3.8. Ten aanzien van hoogte en specificatie van de declaraties overweegt de Kamer het volgende. Ingevolge artikel 55, tweede lid, van de Wna kan een geschil over de hoogte van de declaratie door de meest gerede partij aan de voorzitter van het bestuur van de desbetreffende ring van de Koninklijke Notariële Beroepsorganisatie worden voorgelegd. De ringvoorzitter toetst volledig. Tegen de beslissing van de ringvoorzitter staat beroep open bij de rechtbank en hoger beroep bij de Afdeling bestuursrechtspraak van de Raad van State. Dat laat onverlet de bevoegdheid van de Kamer een klacht met betrekking tot een declaratie te toetsen aan de norm van artikel 98, eerste lid, Wna. De Kamer toetst in zo’n geval slechts marginaal.
De Kamer komt na marginale toetsing tot het oordeel dat er geen feiten of omstandigheden zijn gebleken die nopen tot het oordeel dat de oud-notaris in redelijkheid niet tot zijn declaratie had kunnen komen. Hierbij is onder meer van belang dat het bezwaar van klagers zich met name richt tegen het grote aantal uren dat volgens hen is besteed aan het bestuderen van literatuur. In de specificatie van de oud-notaris zijn echter bij elke opgave van eht aantal bestede uren verschillende werkzaamheden vermeld, waarvan bestudering van literatuur slechts een onderdeel vormt. Uit hetgeen klagers op dit punt hebben aangevoerd kan niet worden afgeleid dat de declaratie apert onredelijk is.

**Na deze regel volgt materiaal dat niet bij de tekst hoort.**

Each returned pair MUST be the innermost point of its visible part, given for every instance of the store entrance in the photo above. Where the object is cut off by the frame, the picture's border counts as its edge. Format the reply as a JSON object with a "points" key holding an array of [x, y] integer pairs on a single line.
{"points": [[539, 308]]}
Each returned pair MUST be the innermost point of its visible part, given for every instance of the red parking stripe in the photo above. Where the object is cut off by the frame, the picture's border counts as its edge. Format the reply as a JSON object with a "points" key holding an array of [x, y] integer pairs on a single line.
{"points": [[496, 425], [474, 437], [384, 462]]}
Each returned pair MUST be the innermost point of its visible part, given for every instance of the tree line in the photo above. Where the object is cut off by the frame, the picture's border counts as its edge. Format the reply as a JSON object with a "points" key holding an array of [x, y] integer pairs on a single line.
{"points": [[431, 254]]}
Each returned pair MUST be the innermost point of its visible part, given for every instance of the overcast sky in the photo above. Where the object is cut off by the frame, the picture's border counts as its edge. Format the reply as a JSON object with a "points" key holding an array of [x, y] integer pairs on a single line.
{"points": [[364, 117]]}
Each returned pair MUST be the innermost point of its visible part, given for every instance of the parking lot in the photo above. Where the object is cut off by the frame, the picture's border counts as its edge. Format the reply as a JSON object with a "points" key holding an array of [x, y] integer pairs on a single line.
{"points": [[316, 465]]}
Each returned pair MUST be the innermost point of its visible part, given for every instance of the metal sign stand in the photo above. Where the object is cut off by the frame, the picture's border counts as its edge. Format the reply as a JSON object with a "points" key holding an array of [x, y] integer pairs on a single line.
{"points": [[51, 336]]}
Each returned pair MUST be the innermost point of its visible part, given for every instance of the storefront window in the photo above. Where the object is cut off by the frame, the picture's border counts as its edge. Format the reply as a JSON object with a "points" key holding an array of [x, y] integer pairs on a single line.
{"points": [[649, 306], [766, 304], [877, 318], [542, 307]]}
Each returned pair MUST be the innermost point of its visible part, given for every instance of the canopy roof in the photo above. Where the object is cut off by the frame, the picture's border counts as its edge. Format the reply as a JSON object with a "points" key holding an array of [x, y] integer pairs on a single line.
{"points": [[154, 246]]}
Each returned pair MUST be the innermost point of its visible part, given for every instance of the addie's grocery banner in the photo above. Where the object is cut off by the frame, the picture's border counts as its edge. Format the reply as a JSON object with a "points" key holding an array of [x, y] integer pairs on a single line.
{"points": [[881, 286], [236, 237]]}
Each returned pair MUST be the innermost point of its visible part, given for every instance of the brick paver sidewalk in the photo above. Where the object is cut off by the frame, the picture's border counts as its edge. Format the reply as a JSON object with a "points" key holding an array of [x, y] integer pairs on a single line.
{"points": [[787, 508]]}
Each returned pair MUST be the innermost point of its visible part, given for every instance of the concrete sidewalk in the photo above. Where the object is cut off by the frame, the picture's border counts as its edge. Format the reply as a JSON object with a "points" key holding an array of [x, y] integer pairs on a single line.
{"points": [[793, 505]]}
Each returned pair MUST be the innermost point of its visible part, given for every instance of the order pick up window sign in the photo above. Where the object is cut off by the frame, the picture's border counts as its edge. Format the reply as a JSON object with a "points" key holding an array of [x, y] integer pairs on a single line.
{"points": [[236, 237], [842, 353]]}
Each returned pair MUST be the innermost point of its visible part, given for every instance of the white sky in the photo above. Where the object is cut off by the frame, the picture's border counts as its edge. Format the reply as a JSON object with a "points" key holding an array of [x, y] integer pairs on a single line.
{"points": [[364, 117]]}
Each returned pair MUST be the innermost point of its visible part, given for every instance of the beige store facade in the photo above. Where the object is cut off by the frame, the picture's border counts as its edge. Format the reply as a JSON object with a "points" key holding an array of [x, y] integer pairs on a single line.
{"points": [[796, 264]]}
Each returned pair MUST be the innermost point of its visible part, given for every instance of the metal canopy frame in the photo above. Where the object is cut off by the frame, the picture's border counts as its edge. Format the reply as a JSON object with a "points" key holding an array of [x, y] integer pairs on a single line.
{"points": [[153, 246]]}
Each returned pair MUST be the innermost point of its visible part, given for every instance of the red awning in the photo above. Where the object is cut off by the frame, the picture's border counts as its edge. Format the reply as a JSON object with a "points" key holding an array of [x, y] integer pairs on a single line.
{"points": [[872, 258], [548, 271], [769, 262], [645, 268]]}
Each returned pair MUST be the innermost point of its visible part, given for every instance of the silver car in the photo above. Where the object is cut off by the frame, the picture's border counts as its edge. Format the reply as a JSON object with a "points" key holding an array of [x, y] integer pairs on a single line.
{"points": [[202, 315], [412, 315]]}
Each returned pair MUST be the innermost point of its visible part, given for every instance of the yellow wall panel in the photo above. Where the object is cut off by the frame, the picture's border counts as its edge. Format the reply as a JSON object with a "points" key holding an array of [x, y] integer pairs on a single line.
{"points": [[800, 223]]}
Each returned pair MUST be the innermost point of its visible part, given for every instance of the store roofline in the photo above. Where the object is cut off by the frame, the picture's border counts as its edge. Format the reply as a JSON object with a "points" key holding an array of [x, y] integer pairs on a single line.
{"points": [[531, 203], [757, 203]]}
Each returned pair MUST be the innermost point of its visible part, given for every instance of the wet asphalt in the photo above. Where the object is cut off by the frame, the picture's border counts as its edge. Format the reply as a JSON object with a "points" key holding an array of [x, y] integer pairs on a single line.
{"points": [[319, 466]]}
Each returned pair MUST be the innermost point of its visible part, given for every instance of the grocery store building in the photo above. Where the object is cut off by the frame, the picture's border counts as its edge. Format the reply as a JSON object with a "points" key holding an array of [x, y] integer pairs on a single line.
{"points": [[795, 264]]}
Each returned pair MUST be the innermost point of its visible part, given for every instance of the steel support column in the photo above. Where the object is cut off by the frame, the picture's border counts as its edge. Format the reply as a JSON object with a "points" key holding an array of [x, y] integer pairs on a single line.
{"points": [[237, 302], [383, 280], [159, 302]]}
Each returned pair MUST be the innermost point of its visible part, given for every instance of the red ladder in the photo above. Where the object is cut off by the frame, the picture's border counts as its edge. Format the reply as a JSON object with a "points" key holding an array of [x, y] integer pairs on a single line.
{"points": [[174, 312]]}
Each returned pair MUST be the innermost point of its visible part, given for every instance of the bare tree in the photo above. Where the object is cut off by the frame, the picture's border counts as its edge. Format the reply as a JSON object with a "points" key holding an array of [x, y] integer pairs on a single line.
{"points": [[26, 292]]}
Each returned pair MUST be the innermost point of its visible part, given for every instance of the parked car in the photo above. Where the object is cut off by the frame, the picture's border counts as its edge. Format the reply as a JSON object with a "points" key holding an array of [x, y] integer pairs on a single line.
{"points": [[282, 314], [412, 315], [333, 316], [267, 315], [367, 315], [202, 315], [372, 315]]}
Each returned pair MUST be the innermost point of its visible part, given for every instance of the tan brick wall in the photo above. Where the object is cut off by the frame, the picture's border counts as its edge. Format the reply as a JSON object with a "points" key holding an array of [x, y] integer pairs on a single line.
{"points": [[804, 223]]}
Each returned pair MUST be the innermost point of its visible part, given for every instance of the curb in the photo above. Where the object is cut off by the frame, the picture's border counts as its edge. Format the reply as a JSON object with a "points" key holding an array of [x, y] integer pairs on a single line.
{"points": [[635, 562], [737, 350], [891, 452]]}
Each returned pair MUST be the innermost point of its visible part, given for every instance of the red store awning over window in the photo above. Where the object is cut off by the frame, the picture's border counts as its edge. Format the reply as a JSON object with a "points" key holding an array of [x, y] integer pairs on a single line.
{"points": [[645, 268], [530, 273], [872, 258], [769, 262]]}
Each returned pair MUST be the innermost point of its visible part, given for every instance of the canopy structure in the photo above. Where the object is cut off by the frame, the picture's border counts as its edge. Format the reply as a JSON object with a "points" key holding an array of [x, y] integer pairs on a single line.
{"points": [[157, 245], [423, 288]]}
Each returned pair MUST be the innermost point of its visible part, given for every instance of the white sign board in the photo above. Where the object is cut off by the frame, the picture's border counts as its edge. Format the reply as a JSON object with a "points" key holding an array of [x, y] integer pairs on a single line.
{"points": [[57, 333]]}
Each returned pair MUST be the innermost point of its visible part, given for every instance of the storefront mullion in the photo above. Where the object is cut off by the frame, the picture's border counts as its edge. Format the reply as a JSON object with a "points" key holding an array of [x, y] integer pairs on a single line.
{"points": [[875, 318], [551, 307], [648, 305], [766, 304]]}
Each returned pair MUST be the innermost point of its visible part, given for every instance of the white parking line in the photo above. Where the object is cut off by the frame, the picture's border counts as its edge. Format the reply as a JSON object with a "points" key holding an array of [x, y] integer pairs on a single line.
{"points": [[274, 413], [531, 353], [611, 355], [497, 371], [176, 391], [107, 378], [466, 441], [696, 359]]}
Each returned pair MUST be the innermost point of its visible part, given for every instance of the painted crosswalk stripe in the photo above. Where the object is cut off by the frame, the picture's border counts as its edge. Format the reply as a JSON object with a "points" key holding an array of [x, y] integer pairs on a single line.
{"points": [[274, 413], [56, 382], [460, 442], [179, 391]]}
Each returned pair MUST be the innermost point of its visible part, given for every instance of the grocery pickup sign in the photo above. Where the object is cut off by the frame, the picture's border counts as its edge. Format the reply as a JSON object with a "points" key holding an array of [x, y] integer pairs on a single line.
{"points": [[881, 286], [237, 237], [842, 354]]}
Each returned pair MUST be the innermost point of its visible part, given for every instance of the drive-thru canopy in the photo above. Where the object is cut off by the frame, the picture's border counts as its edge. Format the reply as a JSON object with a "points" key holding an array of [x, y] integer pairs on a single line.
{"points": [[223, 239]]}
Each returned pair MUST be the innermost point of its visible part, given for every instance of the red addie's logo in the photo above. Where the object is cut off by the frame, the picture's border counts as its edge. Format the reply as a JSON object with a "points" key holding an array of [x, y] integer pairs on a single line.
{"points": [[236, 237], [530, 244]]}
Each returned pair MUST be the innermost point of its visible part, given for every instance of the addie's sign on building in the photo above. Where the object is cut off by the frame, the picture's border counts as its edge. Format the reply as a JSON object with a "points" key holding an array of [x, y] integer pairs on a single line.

Uit het voorgaande volgt dat de klacht naar het oordeel van de Kamer in zoverre ongegrond is.
3.9. Ten aanzien van de klachten over de inhoud en de wijze van totstandkoming van het bindend advies van 7 juni 2004 overweegt de Kamer ten slotte het volgende. Het oordeel of klagers gebonden zijn aan het bindend advies ondanks dat zij van mening zijn dat het advies in verband met de inhoud en de wijze van totstandkoming daarvan in de gegeven omstandigheden naar maatstaven van redelijkheid en billijkheid onaanvaardbaar is, is voorbehouden aan de civiele rechter, die daaromtrent in een procedure op basis van artikel 7:904 BW een beslissing kan geven. Ten aanzien van dit klachtonderdeel acht de Kamer zich derhalve onbevoegd een oordeel te geven.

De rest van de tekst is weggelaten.